今回作り方をじいちゃんに教わって、作ってみて、模様はそこそこ出来ましたが、味はやっぱりじいちゃんのべこ餅の方がおいしいなと思いました。
講評:小田嶋政子(北翔大学 名誉教授)
北海道の伝統菓子の中でも5月の節句菓子として知られてるべこもちですが、檜山などの道南地域では、『くじら餅』とも呼ばれ、法事などの時にも使われる人寄せの時のポピュラーなお菓子で、長く親しまれてきました。 先程、清太朗くんが『おじいちゃんのべこ餅はもっと美味しかった』とお話されていましたが、昔は、米を叩いてふるいにかけて自分で米の粉を作って、手間をかけてべこ餅を作りました。
それぞれの家庭に様々な形の木型が数個あり、それぞれの木型でおこして、作ります。
今回受賞された「じいちゃんのべこ餅」は、じいちゃんから娘さんへ、そしてお子さんへと受け継がれました。
『束ね熨斗』という模様が生み出されています。大変美しい模様で、浦河町でこのべこ餅に出会ったときには大変感動しました。
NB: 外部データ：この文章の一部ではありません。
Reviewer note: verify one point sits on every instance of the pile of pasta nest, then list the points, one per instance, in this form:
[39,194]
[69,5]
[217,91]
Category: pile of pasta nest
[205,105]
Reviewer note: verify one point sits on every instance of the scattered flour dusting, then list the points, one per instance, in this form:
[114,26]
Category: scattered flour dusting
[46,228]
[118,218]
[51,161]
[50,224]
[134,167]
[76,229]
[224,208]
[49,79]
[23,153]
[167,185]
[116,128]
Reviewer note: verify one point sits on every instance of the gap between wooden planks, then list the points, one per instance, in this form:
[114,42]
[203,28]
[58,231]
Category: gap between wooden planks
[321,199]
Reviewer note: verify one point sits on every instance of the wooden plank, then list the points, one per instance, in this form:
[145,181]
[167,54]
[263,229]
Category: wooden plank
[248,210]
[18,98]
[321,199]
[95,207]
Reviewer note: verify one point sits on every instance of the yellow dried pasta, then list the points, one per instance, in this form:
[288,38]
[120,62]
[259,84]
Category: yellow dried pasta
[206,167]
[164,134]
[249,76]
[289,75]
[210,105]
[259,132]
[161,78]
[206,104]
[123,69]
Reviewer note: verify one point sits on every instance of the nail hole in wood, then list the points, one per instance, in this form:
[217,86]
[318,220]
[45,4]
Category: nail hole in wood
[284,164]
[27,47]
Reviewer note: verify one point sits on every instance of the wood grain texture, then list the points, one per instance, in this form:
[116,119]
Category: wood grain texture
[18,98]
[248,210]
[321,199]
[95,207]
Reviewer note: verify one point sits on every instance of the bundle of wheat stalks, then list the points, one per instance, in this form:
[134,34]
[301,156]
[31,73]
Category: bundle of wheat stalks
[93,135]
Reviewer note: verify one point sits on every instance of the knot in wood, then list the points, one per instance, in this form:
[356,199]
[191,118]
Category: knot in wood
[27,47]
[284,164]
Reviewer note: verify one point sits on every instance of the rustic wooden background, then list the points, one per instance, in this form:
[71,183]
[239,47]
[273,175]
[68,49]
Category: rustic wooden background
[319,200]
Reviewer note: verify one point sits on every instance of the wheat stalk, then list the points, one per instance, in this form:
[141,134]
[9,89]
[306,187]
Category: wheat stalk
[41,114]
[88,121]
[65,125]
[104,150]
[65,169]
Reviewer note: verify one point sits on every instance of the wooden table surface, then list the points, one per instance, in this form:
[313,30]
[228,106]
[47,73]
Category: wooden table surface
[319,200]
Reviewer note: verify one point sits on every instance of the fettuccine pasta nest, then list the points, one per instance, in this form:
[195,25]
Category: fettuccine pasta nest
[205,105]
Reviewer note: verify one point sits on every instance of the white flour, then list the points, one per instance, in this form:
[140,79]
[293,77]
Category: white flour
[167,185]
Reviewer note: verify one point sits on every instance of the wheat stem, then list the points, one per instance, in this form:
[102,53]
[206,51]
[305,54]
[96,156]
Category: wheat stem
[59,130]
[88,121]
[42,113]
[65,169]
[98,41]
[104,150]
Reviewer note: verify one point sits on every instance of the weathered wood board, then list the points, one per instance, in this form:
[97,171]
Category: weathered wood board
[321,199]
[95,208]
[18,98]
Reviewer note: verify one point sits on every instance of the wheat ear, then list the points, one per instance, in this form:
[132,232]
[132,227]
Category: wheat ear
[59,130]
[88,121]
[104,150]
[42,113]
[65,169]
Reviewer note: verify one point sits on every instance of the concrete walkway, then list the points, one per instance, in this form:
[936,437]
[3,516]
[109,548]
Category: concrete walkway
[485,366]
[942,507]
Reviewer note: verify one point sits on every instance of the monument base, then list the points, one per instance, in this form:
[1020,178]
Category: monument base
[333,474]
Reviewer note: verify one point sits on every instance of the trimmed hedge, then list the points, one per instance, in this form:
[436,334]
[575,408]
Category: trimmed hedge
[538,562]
『束ね熨斗』という模様は、かつては婚礼の時の風呂敷、花嫁がくぐる暖簾模様など、おめでたい時の祝いの模様で、由緒ある形です。
お祝いの時に使われる美しい模様のべこ餅が、北海道の家庭で受け継がれてきたことを大変嬉しく思います。いつまでも受け継がれていることを願ってやみません。
節句にはべこ餅を食べて是非受け継いでいってほしいという思いをこめて、受賞おめでとうございます!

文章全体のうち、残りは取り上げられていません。